To:         Lieut. Colonel S.R.H.E. White, MC.,
             Commanding 2nd Bn., The Royal Scots

From:    Major C.R. Boxer, The Lincolnshire Regiment.

I would like to bring to your notice the heroic behavior of the late Captain D. Ford, 2nd Bn. The Royal Scots during the period of his imprisonment by the Japanese Military Authorities from 10th July 1943 until his execution by a firing squad on the 18th December of the same year. I can vouch for the truth of the following statement on the basis of personal knowledge as regards the period from 21st October 1943 since I was myself imprisoned at Stanley from that date, and for the prior weeks from what I was told by the late Colonel L.A. Newnham, MC., and Flt. Lt. Gray, RAF., who were subsequently executed with him.

2.    Although subjected to severe physical torture an the date of his arrest (10.7.43) with the object of forcing him to reveal the names and particulars of the personnel involved in the secret liaison maintained between the P.O.W. Camps at Hong Kong and the British Military Intelligence Authorities at Waichow, he gave nothing and nobody away, but on the contrary took the responsibility and maintained that no senior officers were involved. In particular he denied the involvement of Major-Gen. Maltby and Lt.-Col. J.R. Price, Royal Rifles of Canada. He maintained this attitude during subsequent interrogations and at the Court-Martial on 1st December, although charged from the beginning with espionage and being under no illusions as to his fate if he persisted in adopting the chief responsibility.

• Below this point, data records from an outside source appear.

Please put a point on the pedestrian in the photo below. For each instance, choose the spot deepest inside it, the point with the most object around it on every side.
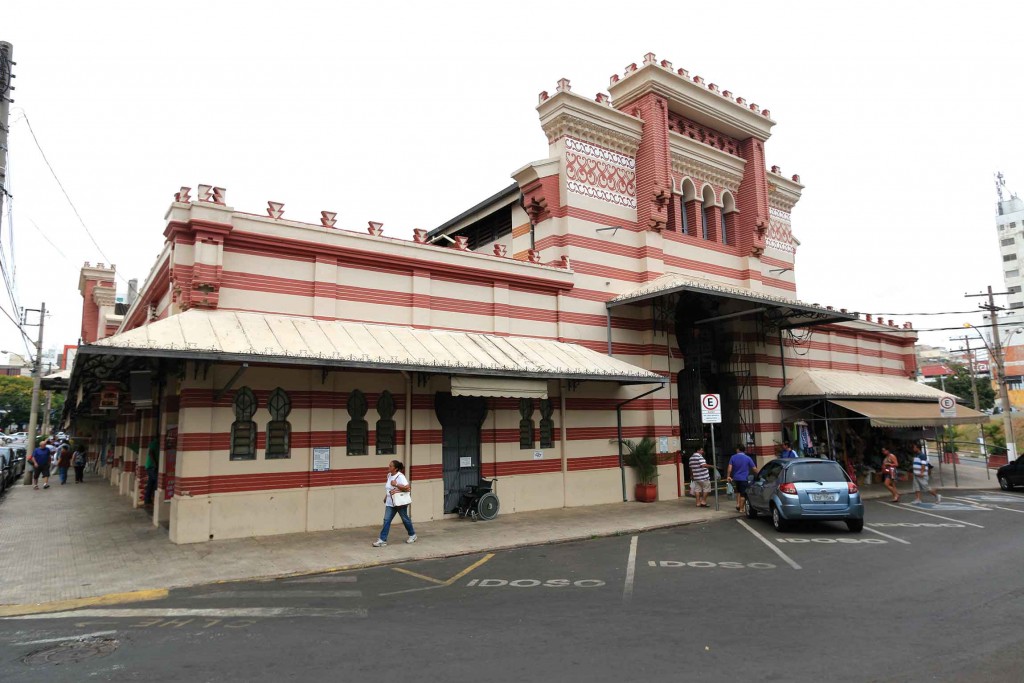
(64, 462)
(152, 461)
(79, 460)
(921, 467)
(740, 471)
(890, 469)
(40, 461)
(395, 481)
(699, 477)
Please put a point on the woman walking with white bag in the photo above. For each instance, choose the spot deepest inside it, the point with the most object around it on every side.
(396, 500)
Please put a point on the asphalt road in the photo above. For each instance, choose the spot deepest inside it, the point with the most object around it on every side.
(929, 593)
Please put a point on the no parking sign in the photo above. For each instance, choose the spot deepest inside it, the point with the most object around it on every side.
(711, 408)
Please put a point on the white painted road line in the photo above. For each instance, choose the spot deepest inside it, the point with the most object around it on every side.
(986, 506)
(227, 612)
(326, 593)
(769, 544)
(631, 568)
(80, 636)
(905, 543)
(909, 508)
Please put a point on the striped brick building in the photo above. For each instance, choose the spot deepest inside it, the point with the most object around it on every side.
(646, 259)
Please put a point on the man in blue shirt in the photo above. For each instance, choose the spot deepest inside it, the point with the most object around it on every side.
(41, 465)
(741, 469)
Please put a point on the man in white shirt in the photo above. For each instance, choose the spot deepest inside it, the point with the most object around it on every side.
(921, 475)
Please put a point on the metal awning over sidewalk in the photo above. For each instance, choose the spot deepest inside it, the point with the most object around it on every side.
(232, 336)
(791, 312)
(908, 414)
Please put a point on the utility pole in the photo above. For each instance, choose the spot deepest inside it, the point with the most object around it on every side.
(977, 402)
(37, 371)
(1000, 372)
(6, 63)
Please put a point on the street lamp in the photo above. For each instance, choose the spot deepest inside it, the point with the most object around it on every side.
(1000, 379)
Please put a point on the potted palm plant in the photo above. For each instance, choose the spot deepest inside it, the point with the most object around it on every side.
(642, 456)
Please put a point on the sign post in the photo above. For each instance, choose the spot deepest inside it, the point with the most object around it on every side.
(947, 409)
(711, 414)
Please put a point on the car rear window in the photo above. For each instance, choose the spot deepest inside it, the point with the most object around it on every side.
(816, 472)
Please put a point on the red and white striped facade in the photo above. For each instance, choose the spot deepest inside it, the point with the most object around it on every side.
(601, 215)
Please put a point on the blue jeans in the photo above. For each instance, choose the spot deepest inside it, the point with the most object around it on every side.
(389, 513)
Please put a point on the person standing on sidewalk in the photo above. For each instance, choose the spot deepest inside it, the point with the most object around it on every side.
(890, 469)
(64, 462)
(40, 461)
(921, 466)
(700, 477)
(78, 460)
(395, 481)
(741, 469)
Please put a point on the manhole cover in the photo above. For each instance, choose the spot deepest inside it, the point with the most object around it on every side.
(72, 651)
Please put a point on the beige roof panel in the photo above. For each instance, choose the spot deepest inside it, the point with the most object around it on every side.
(842, 384)
(222, 335)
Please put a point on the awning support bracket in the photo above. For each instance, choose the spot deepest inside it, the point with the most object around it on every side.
(235, 378)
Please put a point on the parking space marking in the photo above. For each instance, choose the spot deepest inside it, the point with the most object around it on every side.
(177, 611)
(989, 506)
(771, 545)
(905, 543)
(631, 567)
(910, 508)
(438, 583)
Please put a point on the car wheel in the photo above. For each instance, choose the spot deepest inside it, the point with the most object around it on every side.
(777, 520)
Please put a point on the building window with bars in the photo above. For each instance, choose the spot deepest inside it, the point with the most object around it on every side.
(244, 432)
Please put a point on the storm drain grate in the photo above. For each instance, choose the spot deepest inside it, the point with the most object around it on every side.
(72, 651)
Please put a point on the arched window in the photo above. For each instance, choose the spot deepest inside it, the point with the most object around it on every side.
(244, 429)
(728, 208)
(279, 430)
(385, 426)
(356, 437)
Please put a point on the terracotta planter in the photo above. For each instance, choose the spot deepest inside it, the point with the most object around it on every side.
(646, 493)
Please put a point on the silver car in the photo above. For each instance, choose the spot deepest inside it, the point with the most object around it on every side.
(801, 488)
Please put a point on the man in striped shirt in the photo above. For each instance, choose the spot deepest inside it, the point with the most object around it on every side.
(700, 481)
(921, 475)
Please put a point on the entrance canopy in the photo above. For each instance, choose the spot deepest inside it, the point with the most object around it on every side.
(886, 400)
(232, 336)
(787, 312)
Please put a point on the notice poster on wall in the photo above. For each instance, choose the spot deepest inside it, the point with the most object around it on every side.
(322, 459)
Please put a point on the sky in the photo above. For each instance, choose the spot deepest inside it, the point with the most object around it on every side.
(895, 116)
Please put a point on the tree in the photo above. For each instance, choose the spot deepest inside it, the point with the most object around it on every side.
(15, 398)
(958, 384)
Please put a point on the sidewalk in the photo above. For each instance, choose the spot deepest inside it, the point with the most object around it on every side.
(85, 541)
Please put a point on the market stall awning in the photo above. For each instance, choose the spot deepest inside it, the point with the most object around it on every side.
(829, 384)
(792, 311)
(233, 336)
(908, 414)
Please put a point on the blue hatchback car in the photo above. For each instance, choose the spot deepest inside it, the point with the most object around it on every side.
(799, 488)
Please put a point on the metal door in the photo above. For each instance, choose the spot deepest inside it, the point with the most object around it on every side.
(461, 418)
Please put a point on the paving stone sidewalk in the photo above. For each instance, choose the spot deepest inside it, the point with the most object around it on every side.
(82, 541)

3.    During the whole period of his incarceration, which amounted to rigorous solitary confinement on starvation rations, he gave an outstanding example of cheerful and courageous fortitude which was an inspiration to all those who were imprisoned with him and which aroused the respect and admiration of even the Japanese. This courage and fortitude he never lost, even when lying under sentence of death for 18 days with no hope of reprieve and the knowledge that he would not get even one square meal or five minutes exercise in the open air before his death. His soldierly bearing and conduct during this time might conceivably have been equaled but it certainly could not have been surpassed.

4.    Additional details can be supplied by the undersigned or by the survivors of the case (Sergt. Hardy, RAF. And Sergt. Routledge RCCS.) if and when required. Capt. Ford expressed the wish that his body might be re-interred in Scotland after the war.

                                                                                                           Sd/ - C.R. BOXER
                                                                                                     The Lincolnshire Regiment.